Study design of novel feature extraction to assist in DL model interpretation
Model interpretation is a major challenge for DL and is often considered as a barrier for real-world biomedical applications. Research has shown that the weights of deep models affect the results through several layers of combinations, hence do not yield clinically meaningful interpretation44. In this study, we develop a novel interpretation method where we mask one feature at a time and measure the drop-in accuracy (Fig. 6). The features that give the maximum drop in accuracy are ranked higher for feature extraction.
Results and discussion of novel feature extraction to assist in DL model interpretation
The top EHR features (Table 1) include memory tests, imaging summary scores, and brain volumes. Changes to memory and brain volumes have been reported as AD biomarkers. Imaging markers such as involvement of limbic and cortical regions45, and changes in hippocampus volume and structure46,47 are known biomarkers in PET and MRI studies. SNP features picked chromosome 10, 4, 19, 1, and 5.
SNP + Imaging + EHR and SNP + EHR pick more EHR features (memory tests, metabolic markers and brain volume) which are known AD related features. EHR + Imaging pick EHR features including brain volumes, clinical dementia ratings, and metabolite markers. Imaging + SNP pick brain areas such as the hippocampus, and amygdala higher than SNP features.
In addition, we also cluster the intermediate features from EHR and SNP data using kmeans (Supplementary Information) to show associations in intermediate features. On plotting the clusters for intermediate and raw features, we find that the intermediate features generate better separation as compared to the original features. This indicates subtle relationships in intermediate features, which are picked by deep models (Supplementary Figs. A5, A6).
Conclusions
Diagnosing patients with AD is challenging, and the prediction accuracy remains low for staging assessment. In this study, we report the potential of DL for multi-modal data fusion, including:
-
Deep-models outperform shallow models for single-modality Alzheimer’s stage prediction.
-
Novel DL framework for multi-modality data fusion outperforms single-modality DL.
-
Novel perturbation and clustering-based feature extraction assisting DL model interpretations are capable of AD stage prediction.
-
Application of 3D convolutional neural network architecture for MRI image data benefits the AD analysis.

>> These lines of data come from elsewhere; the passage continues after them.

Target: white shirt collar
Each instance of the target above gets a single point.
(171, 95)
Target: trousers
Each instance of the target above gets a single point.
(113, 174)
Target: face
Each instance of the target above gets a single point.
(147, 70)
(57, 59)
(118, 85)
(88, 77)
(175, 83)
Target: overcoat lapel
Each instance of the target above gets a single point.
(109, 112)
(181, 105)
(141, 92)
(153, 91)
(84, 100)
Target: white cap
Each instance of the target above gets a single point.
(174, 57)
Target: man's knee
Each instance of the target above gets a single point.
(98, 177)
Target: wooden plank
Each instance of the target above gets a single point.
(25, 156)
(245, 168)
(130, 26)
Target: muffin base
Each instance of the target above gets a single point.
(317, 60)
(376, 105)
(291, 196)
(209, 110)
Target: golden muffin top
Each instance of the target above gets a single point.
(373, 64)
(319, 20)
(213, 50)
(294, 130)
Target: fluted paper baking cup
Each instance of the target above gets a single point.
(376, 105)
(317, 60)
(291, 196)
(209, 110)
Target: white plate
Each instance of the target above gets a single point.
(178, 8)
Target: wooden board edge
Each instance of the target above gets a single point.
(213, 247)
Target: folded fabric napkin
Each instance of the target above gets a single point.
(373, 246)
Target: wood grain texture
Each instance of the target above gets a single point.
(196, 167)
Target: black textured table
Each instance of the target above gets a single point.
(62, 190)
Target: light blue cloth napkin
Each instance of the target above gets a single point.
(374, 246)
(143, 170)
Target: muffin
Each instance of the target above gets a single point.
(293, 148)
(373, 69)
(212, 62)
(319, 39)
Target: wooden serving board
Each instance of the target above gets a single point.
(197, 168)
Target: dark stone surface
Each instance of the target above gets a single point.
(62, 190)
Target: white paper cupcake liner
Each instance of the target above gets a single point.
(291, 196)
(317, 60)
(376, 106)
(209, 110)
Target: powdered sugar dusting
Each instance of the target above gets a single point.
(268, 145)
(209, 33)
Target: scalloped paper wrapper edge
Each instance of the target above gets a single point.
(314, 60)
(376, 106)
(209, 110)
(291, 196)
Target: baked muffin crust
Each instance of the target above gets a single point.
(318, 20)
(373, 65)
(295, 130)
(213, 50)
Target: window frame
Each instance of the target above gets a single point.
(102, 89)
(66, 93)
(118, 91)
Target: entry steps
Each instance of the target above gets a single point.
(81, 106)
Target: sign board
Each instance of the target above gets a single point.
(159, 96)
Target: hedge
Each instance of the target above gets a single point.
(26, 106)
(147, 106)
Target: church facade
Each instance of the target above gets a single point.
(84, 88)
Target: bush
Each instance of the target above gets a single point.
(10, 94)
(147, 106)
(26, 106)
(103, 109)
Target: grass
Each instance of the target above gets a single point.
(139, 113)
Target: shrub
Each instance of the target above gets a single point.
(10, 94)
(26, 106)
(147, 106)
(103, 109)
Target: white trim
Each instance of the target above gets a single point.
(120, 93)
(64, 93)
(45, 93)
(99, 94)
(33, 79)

Despite the improved performance, our study suffers from short-comings such as limited dataset sizes. In the future, we will test our models on a larger and richer dataset.
Methods
In this study, we use DL models to perform multimodal data fusion (Fig. 3) (i.e. imaging, EHR and genomic SNP data) for classifying patients into CN, MCI, and AD groups. We use stacked de-noising auto-encoders for EHR and SNP, and 3D convolutional neural networks (CNNs) for MRI imaging data. After the networks are separately trained for each data modality, we apply decision trees, random forests, support vectors machines, and k-nearest neighbors to conduct integrated classification on AD staging.
Data pre-processing
As mentioned above, ADNI dataset consists of clinical data, SNP data, and imaging data.
MRI imaging data
We first preprocess the 3D images to filter noise, perform skull stripping, segment different types of brain tissue, normalize and co-register the images to MNI space (Fig. 7a)48. Following that, we extract 3D areas of 21 brain regions (associated with Alzheimer’s disease) including the right amygdala, left and right angular, left and right cerebellum, left and right Hippocampus, left and right occipital regions, and left and right superior temporal regions (Supplementary Information).
Clinical features
We extract 1680 common clinical features (quantitative real numbers, binary and categorical) from ADNI1, ADNI2, and ADNI GO. We normalize the quantitative data to the range 1–2, convert the categorical data into binary using one hot encoding., and finally, convert the binary data into values 1 or 2 (Fig. 7b).
Genetic data
Each subject has about ~ 3 million SNPs in the raw VCF file. We apply multiple filtering and feature selection steps (Fig. 7c) to eliminate SNPs with (i) low genotype quality, (ii) low minor allele frequency, (iii) high per-site missing rate and (iv) significant Hardy–Weinberg equilibrium p-value. After filtering, we apply a two-stage feature selection: (i) we retain SNPs that located on known AD-associated genes, (ii) we select 500 SNP features using minimum redundancy maximum relevance (mRMR)49 We chose mRMR as a feature selection method because it works well with categorical data (such the SNP data) and has been previously reported with genetic data50. mRMR was chosen over other wrapper-based techniques such as sequential feature selection due to computational costs. In the future we will investigate other filter-based feature selection methods such as correlation techniques, ANOVA, and relieFF in the future (Supplementary Information).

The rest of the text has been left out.